Plot Summary: Vengeance, aggression, malice, spite and family feuds ring out from the pages of this book; its story is set in the wild landscape of the northern moorlands. 

Heaton Grimshaw and his two children, each so different from each other, live through this tale under their father’s gripping and terrifying presence as he reigns supreme over the frightened inhabitants of nearby Scarshead and of the neighbouring family living at the far end of the valley.

His unhappy and vicious marriage spells tragedy, as the demons in his personality are revealed and take hold of his very being.

Source: Olympia Publishers

My Review:  One of the good things about the novel was its slight twist on the classic gothic novel Wuthering Heights. One of the differences between them is that romance doesn’t play a central role Westerdale. Another impressive difference is that the story gradually goes from a tale of intense cruelty to a tale of redemption.

Besides the storyline, the characters were enjoyable. Heaton is physically, emotionally, and sexually abusive. However, the gothic twist in the book made his character entertaining and eventually sympathetic.
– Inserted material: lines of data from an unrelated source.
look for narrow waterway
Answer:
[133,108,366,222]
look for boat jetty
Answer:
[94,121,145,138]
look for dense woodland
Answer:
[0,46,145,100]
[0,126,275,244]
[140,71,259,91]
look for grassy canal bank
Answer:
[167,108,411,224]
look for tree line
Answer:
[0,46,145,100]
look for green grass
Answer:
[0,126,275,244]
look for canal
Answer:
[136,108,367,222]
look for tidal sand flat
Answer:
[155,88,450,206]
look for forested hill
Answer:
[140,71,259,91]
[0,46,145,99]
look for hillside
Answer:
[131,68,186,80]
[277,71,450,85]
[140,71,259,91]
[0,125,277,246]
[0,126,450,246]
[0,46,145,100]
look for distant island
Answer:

Also, the secondary characters made reading the book more bearable when Heaton wasn’t.  For instance, Heaton’s wife Elizabeth has a brave and resilient spirit that was admirable.

Ironically, the influence of Wuthering Heights on the book was also a little overdone. While some of the twists were clever, there should have been more of them. There was one key plot point of the novel that was too predictable.

In addition, Heaton should have been developed more. There are some lines in the book that hinted at Heaton’s past, but it is never explained. It felt like the author was just using those lines to make Heaton more dramatic.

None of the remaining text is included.